A journalist is never really off duty. We live for this game, it’s a fact – and we often find it difficult to switch off from work. This very post is being written on my day off, having just witnessed a fairly interesting story on the Nottingham Ring Road.
Western Boulevard, Nottingham, this lunchtime.
All very exciting stuff – at least visually. Three cars had crashed and there was a huge police presence. In an adjoining street I saw police dogs being deployed and two people were arrested. What’s more, I happened to have my camera with me, so snapped a few pictures for our website, and possible use by my colleagues in television.
 
Then the really interesting bit happened. As a police officer moved the crowd away and erected a cordon around the scene, she approached me and said : “You do know that your camera may be seized and any pictures used as evidence, don’t you?”
 
“Actually, I’m a journalist, so you can’t do that without good reason.”
 
“Then I’ll need to see some ID then.”
 
I promptly showed the officer my NUJ Press card and she backed off – but still insisted that I stayed behind the cordon.
Police have no legal right to put up barriers to bone fide journalism.

The point is, this kind of treatment of journalists is nothing new. Photographers, in particular, seem to come in for the most flak – frequently being told they cannot take photographs, are somehow acting illegally – and some have even been arrested for obstructing police operations.

Yet the Association of Chief Police Officers has made it clear that journalists should not be prevented from going about their professional business.

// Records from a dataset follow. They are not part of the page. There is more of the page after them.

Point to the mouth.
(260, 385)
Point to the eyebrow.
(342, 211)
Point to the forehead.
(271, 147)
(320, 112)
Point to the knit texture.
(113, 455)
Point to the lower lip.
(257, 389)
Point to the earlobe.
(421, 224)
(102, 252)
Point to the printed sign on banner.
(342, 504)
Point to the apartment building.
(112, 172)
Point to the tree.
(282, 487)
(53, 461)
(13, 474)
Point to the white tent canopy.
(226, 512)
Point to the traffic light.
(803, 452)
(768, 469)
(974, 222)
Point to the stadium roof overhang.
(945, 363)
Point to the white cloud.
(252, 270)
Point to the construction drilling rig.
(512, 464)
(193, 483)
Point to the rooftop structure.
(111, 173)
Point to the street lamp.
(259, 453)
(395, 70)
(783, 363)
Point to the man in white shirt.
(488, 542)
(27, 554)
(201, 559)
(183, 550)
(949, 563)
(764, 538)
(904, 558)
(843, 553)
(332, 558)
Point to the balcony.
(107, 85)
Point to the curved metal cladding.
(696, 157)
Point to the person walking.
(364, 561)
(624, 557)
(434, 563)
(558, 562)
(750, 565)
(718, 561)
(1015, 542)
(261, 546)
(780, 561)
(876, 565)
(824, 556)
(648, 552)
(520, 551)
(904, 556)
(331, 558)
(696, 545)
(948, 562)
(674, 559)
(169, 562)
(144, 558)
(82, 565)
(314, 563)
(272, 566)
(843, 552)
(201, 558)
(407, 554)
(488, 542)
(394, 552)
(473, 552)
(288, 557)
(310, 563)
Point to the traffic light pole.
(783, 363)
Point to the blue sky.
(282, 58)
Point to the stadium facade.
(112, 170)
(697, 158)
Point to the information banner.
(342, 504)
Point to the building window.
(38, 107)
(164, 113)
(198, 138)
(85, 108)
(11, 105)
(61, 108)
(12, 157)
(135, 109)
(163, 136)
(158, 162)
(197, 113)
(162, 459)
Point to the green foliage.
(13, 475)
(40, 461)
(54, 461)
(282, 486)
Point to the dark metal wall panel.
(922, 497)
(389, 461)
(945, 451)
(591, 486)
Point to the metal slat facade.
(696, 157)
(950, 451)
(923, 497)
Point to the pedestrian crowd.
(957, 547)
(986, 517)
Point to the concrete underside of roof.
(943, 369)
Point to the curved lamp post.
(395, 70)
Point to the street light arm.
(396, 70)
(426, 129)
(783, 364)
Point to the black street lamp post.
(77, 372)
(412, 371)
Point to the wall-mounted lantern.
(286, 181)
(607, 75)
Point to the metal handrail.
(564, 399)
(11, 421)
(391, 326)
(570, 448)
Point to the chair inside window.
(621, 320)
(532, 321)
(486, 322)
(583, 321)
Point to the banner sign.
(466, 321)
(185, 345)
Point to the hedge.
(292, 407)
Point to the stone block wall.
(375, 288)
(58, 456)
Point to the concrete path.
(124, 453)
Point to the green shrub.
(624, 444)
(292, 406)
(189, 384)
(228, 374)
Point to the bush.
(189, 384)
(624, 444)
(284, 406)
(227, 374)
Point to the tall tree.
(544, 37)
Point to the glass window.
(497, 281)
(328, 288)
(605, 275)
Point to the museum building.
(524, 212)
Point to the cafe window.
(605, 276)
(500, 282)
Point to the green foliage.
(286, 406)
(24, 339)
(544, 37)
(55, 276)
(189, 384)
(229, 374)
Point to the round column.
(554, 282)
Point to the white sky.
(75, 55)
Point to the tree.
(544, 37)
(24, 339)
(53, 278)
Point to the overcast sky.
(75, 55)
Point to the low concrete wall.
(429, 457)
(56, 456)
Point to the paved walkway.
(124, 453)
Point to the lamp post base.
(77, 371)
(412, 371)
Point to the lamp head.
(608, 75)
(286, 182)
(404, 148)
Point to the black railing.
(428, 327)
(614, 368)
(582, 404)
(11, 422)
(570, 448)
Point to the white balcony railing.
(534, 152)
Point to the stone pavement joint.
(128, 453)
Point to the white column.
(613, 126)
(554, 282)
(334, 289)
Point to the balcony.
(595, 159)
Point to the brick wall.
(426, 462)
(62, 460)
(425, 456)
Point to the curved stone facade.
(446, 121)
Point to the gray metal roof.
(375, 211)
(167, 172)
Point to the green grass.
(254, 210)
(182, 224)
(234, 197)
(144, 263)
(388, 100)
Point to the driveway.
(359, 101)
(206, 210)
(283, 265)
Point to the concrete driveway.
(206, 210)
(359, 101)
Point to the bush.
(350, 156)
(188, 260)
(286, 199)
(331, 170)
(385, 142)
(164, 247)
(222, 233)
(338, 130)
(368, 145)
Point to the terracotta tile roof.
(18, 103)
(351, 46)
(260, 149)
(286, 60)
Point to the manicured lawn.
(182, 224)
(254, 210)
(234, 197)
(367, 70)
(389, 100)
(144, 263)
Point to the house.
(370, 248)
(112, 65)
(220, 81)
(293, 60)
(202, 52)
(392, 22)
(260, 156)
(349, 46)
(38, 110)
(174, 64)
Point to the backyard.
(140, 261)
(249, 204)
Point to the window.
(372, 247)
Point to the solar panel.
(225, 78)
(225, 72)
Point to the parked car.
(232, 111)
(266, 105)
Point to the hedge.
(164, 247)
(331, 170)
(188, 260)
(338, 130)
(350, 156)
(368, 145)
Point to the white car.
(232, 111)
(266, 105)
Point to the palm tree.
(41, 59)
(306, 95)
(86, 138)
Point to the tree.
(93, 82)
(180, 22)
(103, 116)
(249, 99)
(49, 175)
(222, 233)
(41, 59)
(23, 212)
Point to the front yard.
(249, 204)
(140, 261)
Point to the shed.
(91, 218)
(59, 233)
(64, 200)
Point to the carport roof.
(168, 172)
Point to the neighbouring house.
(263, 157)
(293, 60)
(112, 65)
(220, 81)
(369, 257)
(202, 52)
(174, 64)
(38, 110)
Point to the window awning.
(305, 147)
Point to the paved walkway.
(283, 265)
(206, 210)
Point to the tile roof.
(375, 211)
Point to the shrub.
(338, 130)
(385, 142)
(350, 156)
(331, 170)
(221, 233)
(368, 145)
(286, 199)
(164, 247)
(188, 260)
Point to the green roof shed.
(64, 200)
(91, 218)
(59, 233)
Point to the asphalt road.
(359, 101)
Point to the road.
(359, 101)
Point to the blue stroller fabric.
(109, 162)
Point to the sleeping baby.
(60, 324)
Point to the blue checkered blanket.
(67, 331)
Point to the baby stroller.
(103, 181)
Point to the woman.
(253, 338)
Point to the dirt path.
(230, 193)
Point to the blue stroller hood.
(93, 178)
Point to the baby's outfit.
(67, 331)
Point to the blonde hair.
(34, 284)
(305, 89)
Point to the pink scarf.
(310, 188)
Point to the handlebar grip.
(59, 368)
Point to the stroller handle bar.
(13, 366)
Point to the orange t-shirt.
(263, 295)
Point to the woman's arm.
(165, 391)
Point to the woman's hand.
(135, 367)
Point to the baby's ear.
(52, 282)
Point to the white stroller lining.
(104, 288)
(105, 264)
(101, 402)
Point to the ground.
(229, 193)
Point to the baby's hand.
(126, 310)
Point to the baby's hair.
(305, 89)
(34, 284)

Their guidelines make interesting reading

  •  
    • There are no powers preventing the taking of photographs, film or digital images in a public place. Therefore members of the press and public should not be prevented from doing so.
    • Once an image has been recorded, police can only sieze the film or camera at the scene on the strictly limited grounds that it suspected to contain evidence of a crime. Once the photographer has left the scene, police can only seize the images of a court order.

Today’s shenanigans made me smile when, after I’d identified myself, the police officer wryly replied “Then you know the routine, don’t you?”

Yes I do, thank you. But I wonder whether you’re aware of what the law actually says?

So far I’ve not been contacted to hand over my pictures, and I don’t expect to be. But if I am, I’ll instruct my lawyers to read up on this case last year, in which Thames Valley Police admitted it had acted unlawfully in seizing a journalist’s equipment and downloading his photographs.

And respected journalist Roy Greenslade has his own theories about this kind of practice.

Perhaps the most annoying aspect of this is that many police forces claim that all of their officers and civilian staff have been given personal copies of the ACPO Guidelines. In Nottinghamshire, these came in the form of a handy credit card sized document that was apparently circulated with pay slips, so it was hardly something that could or should have been ignored.

Police and journalists have a two way relationship. Officers on the ground need to remember that.